How to use and get started
You can use Form Recognizer to extract common fields from receipts, using a pre-trained receipt model. To get started you can use the following:
- Extract data from receipts using the StartRecognizeReceiptsFromUri method in the Form Recognizer client library.
- Follow this QuickStart to extract data from receipts using the REST API.
3. Custom
This custom service lets you train with your own data to learn the structure of your documents in an intelligent way with unsupervised and supervised learning
How to use and get started
You can train custom models tailored to your own documents. A trained model can output structured data that includes the text, tables, and key value pairs relationships in the original form document. After you train the model, you can test it and eventually use it to reliably extract data from more forms according to your needs.
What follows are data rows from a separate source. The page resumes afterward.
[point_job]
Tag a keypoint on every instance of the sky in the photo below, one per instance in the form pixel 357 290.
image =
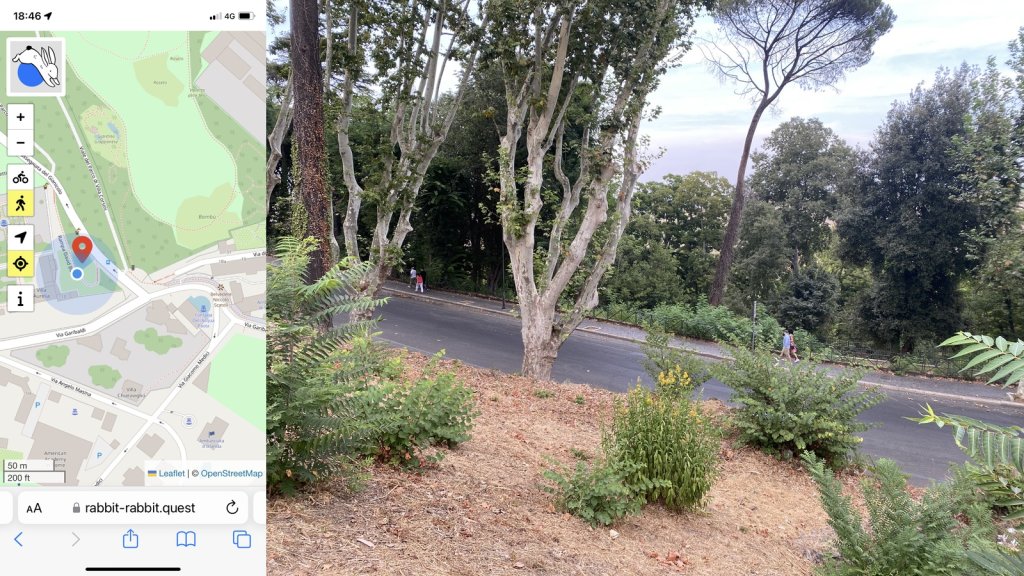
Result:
pixel 704 122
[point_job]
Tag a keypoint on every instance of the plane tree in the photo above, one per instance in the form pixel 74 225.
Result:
pixel 396 58
pixel 577 77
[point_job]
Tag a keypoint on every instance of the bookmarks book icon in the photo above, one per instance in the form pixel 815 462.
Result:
pixel 184 538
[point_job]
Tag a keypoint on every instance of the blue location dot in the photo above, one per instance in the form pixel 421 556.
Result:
pixel 29 75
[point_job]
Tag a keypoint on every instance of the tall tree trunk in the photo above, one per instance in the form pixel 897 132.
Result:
pixel 307 77
pixel 276 139
pixel 540 344
pixel 735 213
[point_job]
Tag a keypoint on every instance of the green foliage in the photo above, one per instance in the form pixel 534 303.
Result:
pixel 936 151
pixel 999 357
pixel 788 409
pixel 802 170
pixel 997 458
pixel 596 492
pixel 671 439
pixel 716 323
pixel 762 261
pixel 662 447
pixel 903 536
pixel 316 420
pixel 808 300
pixel 643 277
pixel 660 359
pixel 677 222
pixel 997 563
pixel 435 410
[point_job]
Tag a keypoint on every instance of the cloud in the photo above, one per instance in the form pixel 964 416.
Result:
pixel 704 122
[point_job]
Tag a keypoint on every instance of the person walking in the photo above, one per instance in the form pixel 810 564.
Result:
pixel 786 344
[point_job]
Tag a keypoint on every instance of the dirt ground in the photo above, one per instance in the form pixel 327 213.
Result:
pixel 481 510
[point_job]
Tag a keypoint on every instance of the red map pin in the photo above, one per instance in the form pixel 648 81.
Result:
pixel 82 246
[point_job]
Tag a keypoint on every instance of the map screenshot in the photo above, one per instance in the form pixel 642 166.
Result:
pixel 132 288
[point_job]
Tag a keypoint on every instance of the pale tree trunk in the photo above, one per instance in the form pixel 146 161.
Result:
pixel 276 139
pixel 544 328
pixel 418 129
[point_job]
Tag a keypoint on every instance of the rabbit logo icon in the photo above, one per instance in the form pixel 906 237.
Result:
pixel 35 67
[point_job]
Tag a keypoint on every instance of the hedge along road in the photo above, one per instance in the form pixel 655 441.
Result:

To get started you can use the following:
- Train a custom model without labels and analyze your data using the method Custom Form Model in the Form Recognizer client library or using the REST API.
- Train a custom model with labels and analyze your data follow this QuickStart and try out Form Recognizer sample labeling tool located here.
Code examples
These code snippets show you how to do the following tasks with the Form Recognizer client library for .NET:
Extract text and tables from documents using Layout
Analyze forms with a custom model
How partners have built solutions with Form Recognizer
" Automation Anywhere has expanded the capabilities of IQ Bot to include Form Recognizer with an easy-to-use, “IQ Bot Forms” solution which combines the power of Microsoft Cognitive Services with IQ Bot and RPA to accelerate the end-to-end processing of complex documents. Use cases supported include Driver's Licenses, Insurance Claims and Tax Forms. This highly secure solution, comprises Automation Anywhere RPA with native Intelligent Document Processing (IDP) and Azure Cognitive Services Computer Vision API and Form Recognizer." Shobhana Viswanathan, Director of Business Development, Automation Anywhere
“Blue Prism has always been committed to creating a connected-RPA platform that makes it easy for our customers to consume the best in AI and machine learning technologies. As part of this commitment to innovation, we recently released a Form Recognizer API skill that gives our customers the power to quickly add deep-learning algorithms, advanced machine learning, and key value pair extraction to any Blue Prism process.” Colin Redbond - Senior Vice President – Emerging Technologies at Blue Prism
“Icertis’ suite of AI technologies use machine learning to help understand the contract, its obligations and its environment better. Form Recognizer is an important tool in that arsenal that helps identify structured data in forms quickly and accurately. With a very simple training interface, it empowers the Icertis Contract Management platform users to effectively incorporate AI in their day-to-day processes while ensuring that their data is safe and protected – important steps in our vision of making contracting simple, yet powerful.” Monish Darda, CTO and Co-founder, Icertis
“With the power of forms recognizer, Neudesic was able to create a simple interface for business users to extract data from multiple unique document sets, each containing complex data structures and dozens of data points, including tables. Users simply provide sample documents and label their data - no need to understand how Form Recognizer, or the other powerful Cognitive Services involved, should be applied, dramatically simplifying how AI can be applied to their processes.” Ken Kuzdas, Artificial Intelligence and Process Automation Lead, Neudesic
“UiPath remains committed to an open Platform and building integrations with partner AI services so you can automate document processing using your service of choice. The UiPath Activity Pack for Microsoft Azure Form Recognizer make it easy to automate tasks that involve document data – for example, reading invoices, timesheets, tables, and reports. By combining AI-powered document extraction services from Microsoft with the industry-leading UiPath Enterprise RPA Platform, you can extract data from any document using the service of your choice – and easily leverage this data in your automated processes.” Brandon Brown, Director Integrations and Solutions Delivery,UiPath
Independent benchmark testing results
Cazton,a top leader in IT and Software Consulting, Training and Recruiting services across United States, Canada and Europe performed an independent study comparing available cloud offerings for recognizing form data in the cloud and concluded that Azure Form Recognizer does a fantastic job in creating a viable solution with just five sample documents. It performs end-to-end Optical Character Recognition (OCR) on handwritten as well as digital documents with an amazing accuracy score and in just three seconds.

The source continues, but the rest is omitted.